文字を持たなかった昭和 二百四十三(正月支度――年の市、続き)

 昭和中期の鹿児島の農村、昭和5(1930)年生まれのミヨ子(母)たちの正月支度として、毎年末に立つ「年の市」での農具や日用品の買い物について書いた。

 年の市で売られるのは「使うもの」ばかりではない。食べ物も売られていた。年に一度の、しかもお正月前の市とあって町内の人が大勢繰り出す。そこで食べ物を売らない手はなかっただろう。

 ただ、残念なことにミヨ子の下の子・二三四(わたし)は、どんな食べ物を売っていたのか、その場で食べられるものがあったのか、全く覚えていない。幼稚園に上がるかどうかぐらいまでのことだから、それもしかたがない。

 二三四が唯一覚えているのは、年の市でクリスマスケーキが売られていたことだ。1970年前後の、しかも地方のこととて、当然ながら生クリームではなくバタークリームのケーキだ。逆にバタークリームだから、寒い季節なら数日置いておいても味は変わらなかった(はずだ)。

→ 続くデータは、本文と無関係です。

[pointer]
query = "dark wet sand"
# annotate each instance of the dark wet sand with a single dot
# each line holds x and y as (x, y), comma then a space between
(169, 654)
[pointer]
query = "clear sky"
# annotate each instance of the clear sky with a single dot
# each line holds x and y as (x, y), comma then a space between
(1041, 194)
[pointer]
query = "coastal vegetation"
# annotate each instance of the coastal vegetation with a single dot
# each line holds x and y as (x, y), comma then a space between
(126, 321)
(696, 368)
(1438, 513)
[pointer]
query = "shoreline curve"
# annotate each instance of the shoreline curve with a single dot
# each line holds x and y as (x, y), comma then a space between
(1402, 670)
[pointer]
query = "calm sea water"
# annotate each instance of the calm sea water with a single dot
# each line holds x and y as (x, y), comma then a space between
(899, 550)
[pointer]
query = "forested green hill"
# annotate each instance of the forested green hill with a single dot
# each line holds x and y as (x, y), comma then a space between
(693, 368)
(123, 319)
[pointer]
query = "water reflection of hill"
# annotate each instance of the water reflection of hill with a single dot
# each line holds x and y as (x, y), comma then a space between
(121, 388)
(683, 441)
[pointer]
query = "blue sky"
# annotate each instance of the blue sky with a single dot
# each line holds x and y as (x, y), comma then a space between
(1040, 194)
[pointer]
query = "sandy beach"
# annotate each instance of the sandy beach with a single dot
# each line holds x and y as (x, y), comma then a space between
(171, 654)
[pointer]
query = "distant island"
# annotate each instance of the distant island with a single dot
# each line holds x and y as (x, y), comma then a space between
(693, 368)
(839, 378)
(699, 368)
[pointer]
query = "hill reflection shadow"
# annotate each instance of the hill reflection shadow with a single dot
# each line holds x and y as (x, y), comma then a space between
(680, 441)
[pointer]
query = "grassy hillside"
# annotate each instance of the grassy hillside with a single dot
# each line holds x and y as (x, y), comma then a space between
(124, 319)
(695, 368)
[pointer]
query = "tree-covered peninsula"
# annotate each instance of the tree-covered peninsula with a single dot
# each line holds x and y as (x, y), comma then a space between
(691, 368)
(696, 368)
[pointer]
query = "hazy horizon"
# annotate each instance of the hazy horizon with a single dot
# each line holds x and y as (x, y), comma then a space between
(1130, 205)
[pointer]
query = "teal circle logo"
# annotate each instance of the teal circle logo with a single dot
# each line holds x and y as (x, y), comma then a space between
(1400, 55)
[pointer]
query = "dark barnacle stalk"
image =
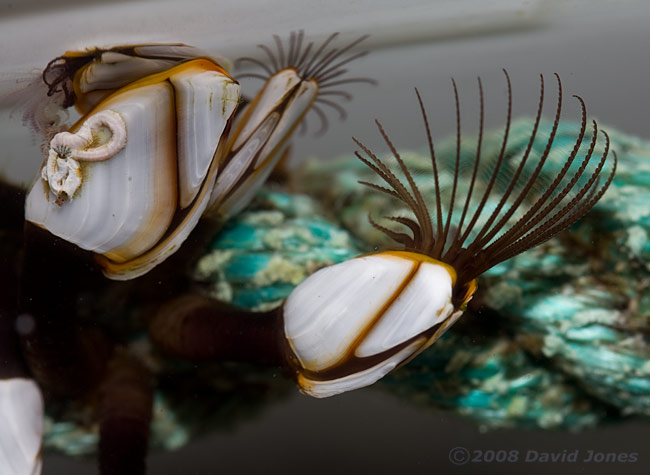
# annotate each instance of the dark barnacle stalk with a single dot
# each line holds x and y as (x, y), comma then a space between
(70, 358)
(125, 412)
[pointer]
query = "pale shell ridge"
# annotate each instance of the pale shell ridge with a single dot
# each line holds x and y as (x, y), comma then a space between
(21, 413)
(323, 319)
(205, 102)
(274, 93)
(420, 306)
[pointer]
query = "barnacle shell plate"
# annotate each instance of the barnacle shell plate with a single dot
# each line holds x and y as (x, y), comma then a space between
(124, 207)
(21, 413)
(259, 136)
(351, 323)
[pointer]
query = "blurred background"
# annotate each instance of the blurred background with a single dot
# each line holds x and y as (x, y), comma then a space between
(601, 49)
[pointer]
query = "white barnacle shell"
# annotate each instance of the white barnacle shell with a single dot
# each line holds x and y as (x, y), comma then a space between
(259, 135)
(145, 154)
(21, 427)
(350, 324)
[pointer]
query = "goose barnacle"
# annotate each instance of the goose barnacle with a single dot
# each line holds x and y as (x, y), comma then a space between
(350, 324)
(156, 148)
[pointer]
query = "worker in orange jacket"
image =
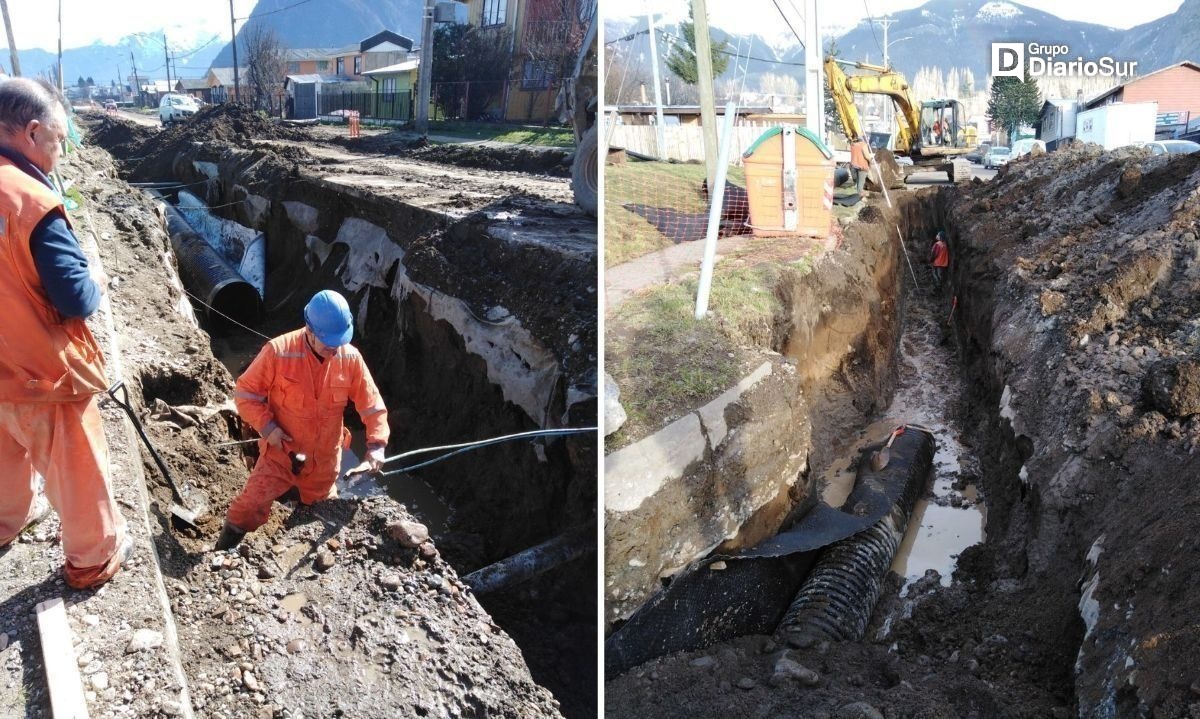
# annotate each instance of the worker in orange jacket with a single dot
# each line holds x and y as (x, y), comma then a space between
(940, 258)
(859, 163)
(294, 395)
(51, 366)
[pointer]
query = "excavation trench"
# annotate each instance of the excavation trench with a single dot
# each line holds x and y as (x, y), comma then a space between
(697, 643)
(475, 323)
(449, 372)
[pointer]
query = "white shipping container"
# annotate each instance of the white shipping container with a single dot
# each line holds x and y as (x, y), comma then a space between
(1117, 125)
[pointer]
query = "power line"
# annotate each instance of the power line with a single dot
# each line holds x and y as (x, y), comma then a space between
(675, 39)
(798, 39)
(263, 15)
(870, 19)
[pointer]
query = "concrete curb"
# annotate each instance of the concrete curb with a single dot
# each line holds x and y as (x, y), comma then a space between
(137, 477)
(636, 472)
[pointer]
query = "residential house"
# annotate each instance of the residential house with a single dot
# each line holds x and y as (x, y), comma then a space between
(545, 40)
(303, 94)
(1056, 121)
(1176, 89)
(309, 60)
(393, 90)
(383, 49)
(689, 114)
(222, 87)
(197, 88)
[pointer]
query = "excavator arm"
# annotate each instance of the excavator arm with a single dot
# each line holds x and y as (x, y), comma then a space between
(885, 81)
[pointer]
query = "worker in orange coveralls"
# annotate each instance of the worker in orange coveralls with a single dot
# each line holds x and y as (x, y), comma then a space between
(51, 366)
(294, 394)
(940, 259)
(859, 163)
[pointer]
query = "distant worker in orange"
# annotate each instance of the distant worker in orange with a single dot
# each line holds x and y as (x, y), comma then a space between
(51, 366)
(859, 162)
(294, 394)
(940, 259)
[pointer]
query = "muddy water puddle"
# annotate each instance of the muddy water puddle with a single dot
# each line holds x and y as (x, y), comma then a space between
(951, 516)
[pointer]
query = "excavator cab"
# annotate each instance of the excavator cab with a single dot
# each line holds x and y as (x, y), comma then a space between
(942, 125)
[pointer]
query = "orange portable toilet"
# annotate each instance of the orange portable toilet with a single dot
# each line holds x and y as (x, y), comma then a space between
(790, 184)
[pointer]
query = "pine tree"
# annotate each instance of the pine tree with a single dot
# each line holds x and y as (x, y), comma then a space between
(833, 120)
(682, 60)
(1014, 102)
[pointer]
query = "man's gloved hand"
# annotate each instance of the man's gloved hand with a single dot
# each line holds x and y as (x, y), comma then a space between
(276, 437)
(375, 459)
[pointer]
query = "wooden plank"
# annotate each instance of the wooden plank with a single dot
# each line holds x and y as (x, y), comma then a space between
(59, 659)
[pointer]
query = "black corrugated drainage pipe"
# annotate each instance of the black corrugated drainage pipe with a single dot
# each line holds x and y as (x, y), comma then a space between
(537, 559)
(723, 597)
(209, 277)
(839, 595)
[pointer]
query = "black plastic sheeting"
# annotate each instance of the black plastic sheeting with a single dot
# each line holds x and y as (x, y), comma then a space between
(708, 604)
(839, 597)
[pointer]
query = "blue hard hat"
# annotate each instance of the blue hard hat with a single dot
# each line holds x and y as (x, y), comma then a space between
(329, 317)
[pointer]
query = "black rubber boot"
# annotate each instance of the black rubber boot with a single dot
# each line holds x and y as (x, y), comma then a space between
(231, 537)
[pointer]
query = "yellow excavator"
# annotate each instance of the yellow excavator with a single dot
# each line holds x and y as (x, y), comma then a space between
(933, 133)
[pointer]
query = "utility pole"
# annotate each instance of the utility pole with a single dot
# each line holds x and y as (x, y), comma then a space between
(658, 91)
(705, 83)
(166, 55)
(61, 87)
(425, 77)
(237, 90)
(814, 83)
(137, 83)
(886, 22)
(12, 43)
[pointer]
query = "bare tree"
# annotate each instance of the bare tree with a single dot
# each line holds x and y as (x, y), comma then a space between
(265, 64)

 見本のケーキは市に出店したお店――菓子屋なのか、食料品店なのか分からない――の前に並べてあり、それぞれの大きさのすでに箱詰めされたケーキが山と積まれていた。見本を見比べて、大きさと価格を考えて「これなら」と思うものをミヨ子が買ってくれた。家までは歩けば40分くらいはかかったはずだが、こわれやすいケーキが入った大きな箱をどうやって持ち帰ったかも記憶にない。二夫(つぎお。父)が運転するオートバイに乗っけて持ち帰ってもらったのだろうか。

 クリスマス当日に開けた箱からは、白いクリームの大きなケーキが現れた。せいぜい18センチサイズ程度だったはずだが、子供の目には大きく見えた。何よりホールのケーキなど買ったことがなかったのだ。

 ケーキの上にはやはりバタークリームで作ったピンク色のバラの花がいくつか飾られていて、砂糖で作ったサンタクロースとサンタの家も載せてあった。プラスチックのモミの木も「植えて」あった。

 見たこともないお菓子! クリスマスが何なのかほとんど知らないまま、家じゅうでにこにこと眺めるのだった。